I just saw a garbage bag full of dead kittens in the middle of a semi busy street. I saw one ball of fur, then saw a trash bag in the middle of the street. I slowed down…I ready knew before I looked…. I was (am) crying. It was another kitten …..omg….I was crying so hard that I couldn’t see, so I pulled over on another street and called my manager at work. We’re friends and she loves cats. She told me to call the cops. I was going to anyway. I was just so in shock. So I had to drive by again to see the exact location. …there were ears and legs smashed everywhere by that point!! No one cares!!! No one!!! They just keep on going. I fucking hate people. I called the cops. They probably won’t do shit. This was the worst thing I’ve EVER seen since my dad’s corpse at his funeral. Ugh. Drugs, please.

No posts or contact since this engagement thing happened. Been busy hating myself and working on the slowest improvement ever. I have redone my hair 3 times in the last 5 days. I just kept shaving and shaving. Recoloring over and over. I may be bald soon. Still upset with how I look. I’m trying so hard to quit drinking. I’m so shallow that it’s probably the only thing that will make me stop.

I got engaged, and everyone is losing their shit on Facebook. Like now they care. What a bunch of bullshit. I bet they think we’re having a wedding. We’re not.

I’m going to keep on ranting. My bf (when he feels like it, fiance)……need I say more? I love being mind fucked…over and over.

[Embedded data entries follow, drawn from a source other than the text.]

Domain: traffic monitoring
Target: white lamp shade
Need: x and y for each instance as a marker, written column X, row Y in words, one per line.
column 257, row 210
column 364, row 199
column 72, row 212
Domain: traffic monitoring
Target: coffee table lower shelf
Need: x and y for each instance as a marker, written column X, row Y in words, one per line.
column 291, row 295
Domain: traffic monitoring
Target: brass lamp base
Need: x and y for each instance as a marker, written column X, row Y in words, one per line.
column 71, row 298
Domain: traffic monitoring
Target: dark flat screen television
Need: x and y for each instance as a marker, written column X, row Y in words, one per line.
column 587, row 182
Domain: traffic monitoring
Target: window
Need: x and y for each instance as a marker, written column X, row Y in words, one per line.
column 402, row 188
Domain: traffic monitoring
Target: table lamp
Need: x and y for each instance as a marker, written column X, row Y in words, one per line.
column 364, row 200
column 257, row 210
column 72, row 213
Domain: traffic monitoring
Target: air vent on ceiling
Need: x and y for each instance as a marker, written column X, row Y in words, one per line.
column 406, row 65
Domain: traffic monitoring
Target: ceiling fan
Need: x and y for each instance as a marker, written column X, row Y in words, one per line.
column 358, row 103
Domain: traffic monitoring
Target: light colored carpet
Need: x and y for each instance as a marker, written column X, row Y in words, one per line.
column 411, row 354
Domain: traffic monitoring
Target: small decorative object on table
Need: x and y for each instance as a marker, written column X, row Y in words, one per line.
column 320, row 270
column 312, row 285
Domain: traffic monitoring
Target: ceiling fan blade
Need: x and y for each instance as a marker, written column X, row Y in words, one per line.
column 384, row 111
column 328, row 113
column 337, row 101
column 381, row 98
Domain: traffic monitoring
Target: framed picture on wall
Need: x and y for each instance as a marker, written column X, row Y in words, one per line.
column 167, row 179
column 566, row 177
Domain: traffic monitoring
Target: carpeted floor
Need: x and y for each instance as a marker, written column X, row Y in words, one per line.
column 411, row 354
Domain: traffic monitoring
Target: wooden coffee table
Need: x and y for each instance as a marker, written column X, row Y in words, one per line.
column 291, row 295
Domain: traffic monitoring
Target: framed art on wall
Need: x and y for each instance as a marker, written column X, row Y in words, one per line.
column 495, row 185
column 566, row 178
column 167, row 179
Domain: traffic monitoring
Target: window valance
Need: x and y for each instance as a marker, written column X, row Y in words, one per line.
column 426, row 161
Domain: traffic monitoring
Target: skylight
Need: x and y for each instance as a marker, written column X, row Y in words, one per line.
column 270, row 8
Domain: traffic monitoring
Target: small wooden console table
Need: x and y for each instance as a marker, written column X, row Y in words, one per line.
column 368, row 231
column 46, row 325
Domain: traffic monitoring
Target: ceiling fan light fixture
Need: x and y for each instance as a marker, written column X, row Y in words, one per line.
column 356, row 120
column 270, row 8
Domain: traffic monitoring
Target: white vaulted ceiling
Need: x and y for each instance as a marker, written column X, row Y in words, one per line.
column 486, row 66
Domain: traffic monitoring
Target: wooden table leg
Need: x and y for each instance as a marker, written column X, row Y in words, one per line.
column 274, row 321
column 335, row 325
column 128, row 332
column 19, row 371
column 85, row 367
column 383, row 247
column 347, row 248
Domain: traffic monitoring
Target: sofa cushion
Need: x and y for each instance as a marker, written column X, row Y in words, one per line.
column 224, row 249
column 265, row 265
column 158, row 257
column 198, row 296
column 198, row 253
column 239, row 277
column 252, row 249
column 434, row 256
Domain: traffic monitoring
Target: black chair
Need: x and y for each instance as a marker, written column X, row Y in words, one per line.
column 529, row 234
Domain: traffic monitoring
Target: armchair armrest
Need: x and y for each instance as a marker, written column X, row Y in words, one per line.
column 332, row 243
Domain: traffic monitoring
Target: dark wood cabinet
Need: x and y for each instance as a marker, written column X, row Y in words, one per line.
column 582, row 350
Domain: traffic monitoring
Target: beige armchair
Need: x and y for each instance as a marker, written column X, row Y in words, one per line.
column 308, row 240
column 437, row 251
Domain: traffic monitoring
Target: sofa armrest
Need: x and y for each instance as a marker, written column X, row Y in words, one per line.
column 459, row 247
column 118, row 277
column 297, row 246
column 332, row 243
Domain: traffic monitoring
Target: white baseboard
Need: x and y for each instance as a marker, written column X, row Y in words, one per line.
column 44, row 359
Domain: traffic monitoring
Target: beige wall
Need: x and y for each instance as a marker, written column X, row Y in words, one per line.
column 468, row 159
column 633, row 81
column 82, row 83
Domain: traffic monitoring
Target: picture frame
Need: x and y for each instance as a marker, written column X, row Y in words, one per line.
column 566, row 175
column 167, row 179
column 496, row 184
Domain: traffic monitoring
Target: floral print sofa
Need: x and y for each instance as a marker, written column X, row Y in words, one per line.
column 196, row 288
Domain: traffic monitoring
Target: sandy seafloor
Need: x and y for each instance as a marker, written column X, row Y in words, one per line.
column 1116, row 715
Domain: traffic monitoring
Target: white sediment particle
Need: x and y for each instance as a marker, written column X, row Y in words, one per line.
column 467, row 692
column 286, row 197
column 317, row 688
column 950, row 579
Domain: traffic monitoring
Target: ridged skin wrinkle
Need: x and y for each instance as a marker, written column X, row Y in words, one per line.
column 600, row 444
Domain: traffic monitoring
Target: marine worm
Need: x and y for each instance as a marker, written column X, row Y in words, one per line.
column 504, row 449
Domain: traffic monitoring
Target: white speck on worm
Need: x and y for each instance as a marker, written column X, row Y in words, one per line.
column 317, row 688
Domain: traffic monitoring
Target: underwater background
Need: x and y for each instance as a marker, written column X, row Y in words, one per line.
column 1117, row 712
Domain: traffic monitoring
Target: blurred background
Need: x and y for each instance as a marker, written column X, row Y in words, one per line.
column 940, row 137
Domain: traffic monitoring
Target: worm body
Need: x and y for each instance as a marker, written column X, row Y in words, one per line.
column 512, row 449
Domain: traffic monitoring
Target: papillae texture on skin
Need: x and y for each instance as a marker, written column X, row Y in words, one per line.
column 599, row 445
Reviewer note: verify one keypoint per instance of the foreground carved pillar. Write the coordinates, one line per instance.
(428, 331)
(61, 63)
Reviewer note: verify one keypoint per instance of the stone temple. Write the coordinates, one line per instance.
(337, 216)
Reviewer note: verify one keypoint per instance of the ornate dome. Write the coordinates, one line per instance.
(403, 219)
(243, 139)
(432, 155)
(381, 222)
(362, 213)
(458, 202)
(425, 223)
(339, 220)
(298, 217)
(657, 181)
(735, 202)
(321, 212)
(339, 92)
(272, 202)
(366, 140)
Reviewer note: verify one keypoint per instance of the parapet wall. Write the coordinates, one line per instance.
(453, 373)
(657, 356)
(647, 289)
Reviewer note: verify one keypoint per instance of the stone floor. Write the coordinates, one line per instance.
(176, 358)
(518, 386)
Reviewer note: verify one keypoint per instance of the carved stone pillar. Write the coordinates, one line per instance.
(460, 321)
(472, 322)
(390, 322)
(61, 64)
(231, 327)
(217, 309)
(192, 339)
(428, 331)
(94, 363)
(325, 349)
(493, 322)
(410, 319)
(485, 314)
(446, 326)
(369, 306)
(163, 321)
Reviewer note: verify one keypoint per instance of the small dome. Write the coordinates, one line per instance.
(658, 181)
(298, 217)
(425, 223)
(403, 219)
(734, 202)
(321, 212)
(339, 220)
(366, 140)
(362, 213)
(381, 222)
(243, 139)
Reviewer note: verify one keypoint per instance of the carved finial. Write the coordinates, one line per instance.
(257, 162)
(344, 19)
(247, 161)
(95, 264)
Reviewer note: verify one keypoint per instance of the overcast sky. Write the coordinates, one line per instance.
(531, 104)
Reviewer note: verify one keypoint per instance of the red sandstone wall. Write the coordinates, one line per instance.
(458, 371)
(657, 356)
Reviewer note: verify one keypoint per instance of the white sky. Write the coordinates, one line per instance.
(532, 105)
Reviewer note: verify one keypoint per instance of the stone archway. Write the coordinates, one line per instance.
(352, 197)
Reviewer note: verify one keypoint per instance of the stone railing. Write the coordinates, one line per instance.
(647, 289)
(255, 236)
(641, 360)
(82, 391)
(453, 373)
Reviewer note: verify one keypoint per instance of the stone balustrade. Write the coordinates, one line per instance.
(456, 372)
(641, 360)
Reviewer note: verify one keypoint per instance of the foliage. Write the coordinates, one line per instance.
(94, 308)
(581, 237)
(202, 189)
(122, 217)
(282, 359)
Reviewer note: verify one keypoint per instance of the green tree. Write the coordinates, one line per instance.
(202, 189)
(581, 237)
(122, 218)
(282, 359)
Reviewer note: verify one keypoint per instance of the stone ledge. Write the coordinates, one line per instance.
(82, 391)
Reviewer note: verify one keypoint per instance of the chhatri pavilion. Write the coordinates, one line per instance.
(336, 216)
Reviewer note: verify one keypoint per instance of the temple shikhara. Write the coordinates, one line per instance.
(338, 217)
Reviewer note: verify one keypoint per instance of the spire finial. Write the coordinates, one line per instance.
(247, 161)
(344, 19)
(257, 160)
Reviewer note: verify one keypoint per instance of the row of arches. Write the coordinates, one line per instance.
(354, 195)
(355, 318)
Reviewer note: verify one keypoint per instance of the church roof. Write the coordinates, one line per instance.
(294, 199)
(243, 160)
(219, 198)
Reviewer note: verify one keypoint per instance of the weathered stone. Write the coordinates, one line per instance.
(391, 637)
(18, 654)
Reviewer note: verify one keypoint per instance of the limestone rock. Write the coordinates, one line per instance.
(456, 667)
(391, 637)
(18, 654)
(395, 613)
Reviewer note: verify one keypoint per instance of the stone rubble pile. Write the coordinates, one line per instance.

Watched too much Face Off. Saw Glenn Hetrick’s shaved head parts too much. Now I have the same shaved thing going on. My hair has been lame lately. Fuck, I’m only 28. Better that I do it now, while I can still pull it off. I miss my dreads…even tho they are in a bag on my floor (I found them while moving and I’m lazy as fuck). So I lost all my length in a drunk endeavor. I also lost my pig plugs (if you call them gauges, I will kill you) in the process. I’m half bald and 100% angry. Happy Sunday to you all.

willfuldaisy-deactivated2014091 said: i really like your face :D

Thank you. I do believe it is mutual.

Getting depressed/angry looking at wedding rings. I’m never gonna find a black gold ring that isn’t 2 fucking grand.